Perhaps the answer lies in its noir roots. Take a look at how the male protagonists react in Out of the Past or Double Indemnity, and you see that Karun isn’t acting any different. The only difference is he is just a regular guy living in Bengaluru. There is a lot of tension underneath its surface, but Randu Per moves so casually amidst the multitude of chaotic emotions. In one scene, Karun’s cycle, attached to his car, gets stolen; but he doesn’t make a big deal. He doesn’t suddenly start acting like the main character from Bicycle Thieves. He has a car already!
Randu Per is replete with conversations from beginning to end. I loved how authentic these conversations sounded. They sound like people you meet daily. They are not discussing rocket science; they are talking about mundane stuff from their past and present—some of the things said by Ria seem contradictory. But there is a rare freshness to these dialogues that keeps you watching.
Karun and Ria, who sometimes converse in English, sound like an urban couple living in any metropolitan city. We also get cameos from Suraj Venjaramoodu and Alencier Ley Lopez, but their presence doesn’t add any significance. However, I liked the part where Sunil Sukhadha appears as the proprietor of a local restaurant frequented by Karun and Ria.

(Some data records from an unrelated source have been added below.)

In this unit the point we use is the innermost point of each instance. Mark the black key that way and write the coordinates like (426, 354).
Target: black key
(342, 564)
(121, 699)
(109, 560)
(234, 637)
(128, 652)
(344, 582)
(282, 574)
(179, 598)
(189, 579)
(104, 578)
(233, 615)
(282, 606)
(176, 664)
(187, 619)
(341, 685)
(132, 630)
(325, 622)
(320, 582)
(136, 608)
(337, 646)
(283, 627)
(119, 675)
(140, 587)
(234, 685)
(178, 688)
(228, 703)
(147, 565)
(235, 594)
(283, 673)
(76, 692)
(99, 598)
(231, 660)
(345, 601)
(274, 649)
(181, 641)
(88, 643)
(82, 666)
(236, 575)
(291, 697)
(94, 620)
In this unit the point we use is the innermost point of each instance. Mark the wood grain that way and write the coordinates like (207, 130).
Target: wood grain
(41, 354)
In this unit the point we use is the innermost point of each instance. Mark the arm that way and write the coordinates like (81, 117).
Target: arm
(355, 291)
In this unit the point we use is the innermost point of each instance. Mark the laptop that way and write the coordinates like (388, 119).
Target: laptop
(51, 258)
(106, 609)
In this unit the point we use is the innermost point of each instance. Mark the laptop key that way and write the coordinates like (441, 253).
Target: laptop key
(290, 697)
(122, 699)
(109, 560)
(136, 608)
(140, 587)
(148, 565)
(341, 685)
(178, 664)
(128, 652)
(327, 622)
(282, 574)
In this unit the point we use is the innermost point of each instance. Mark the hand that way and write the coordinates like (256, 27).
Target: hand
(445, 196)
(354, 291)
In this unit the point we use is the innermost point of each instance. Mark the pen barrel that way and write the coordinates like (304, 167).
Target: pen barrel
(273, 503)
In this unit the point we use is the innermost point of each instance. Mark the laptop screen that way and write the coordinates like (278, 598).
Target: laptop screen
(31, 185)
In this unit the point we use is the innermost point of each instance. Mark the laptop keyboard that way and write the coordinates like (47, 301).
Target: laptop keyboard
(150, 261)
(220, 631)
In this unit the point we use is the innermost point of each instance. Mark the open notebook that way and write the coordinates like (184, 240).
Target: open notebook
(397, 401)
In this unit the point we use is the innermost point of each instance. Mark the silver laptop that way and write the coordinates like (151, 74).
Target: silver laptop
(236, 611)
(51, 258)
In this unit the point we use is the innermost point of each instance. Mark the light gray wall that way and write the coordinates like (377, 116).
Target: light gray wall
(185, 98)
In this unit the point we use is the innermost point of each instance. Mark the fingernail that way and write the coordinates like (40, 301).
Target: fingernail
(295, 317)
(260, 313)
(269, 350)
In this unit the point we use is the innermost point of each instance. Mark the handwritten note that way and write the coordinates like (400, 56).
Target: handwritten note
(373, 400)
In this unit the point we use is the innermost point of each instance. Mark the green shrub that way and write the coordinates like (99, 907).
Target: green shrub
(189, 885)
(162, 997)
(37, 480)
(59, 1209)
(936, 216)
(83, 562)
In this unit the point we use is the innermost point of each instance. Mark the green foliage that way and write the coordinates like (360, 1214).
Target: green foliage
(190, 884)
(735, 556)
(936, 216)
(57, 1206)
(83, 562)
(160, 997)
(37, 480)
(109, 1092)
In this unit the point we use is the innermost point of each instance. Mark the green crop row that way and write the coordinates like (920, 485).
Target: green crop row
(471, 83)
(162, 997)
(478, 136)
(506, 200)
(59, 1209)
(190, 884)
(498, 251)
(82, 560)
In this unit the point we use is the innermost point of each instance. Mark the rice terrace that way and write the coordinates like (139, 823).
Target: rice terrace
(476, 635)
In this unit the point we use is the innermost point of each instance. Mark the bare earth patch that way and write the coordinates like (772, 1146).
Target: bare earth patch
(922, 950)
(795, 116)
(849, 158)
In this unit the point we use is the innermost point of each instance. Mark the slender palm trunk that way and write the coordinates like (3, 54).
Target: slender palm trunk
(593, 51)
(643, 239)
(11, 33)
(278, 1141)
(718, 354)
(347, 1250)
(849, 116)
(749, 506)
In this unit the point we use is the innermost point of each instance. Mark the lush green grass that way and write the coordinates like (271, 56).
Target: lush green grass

The film is not in a hurry to get to its destination. It makes us feel as though we are in the car with the characters. It also makes unusual lensing choices like, say, having the vantage point occasionally shift between Karun’s point-of-view to stationary shots of the two characters in the car. At nowhere does it seem like a gimmick. It contributes to the overall mood. There is an explanation from Karun himself: he just decided to have multiple miniature cameras, including his phone, running inside the car to document the events of this post-breakup day. One woman who had earlier gotten in his car finds it strange. Ria, on the other hand, doesn’t seem to mind these things.
I’m glad that someone dared to do this film. I hope it reaches many eyeballs. I hope it encourages young aspiring filmmakers to expand their imagination and explore similarly twisted and subversive ideas instead of thinking within the confines of some narrow-minded filmmaking rulebook.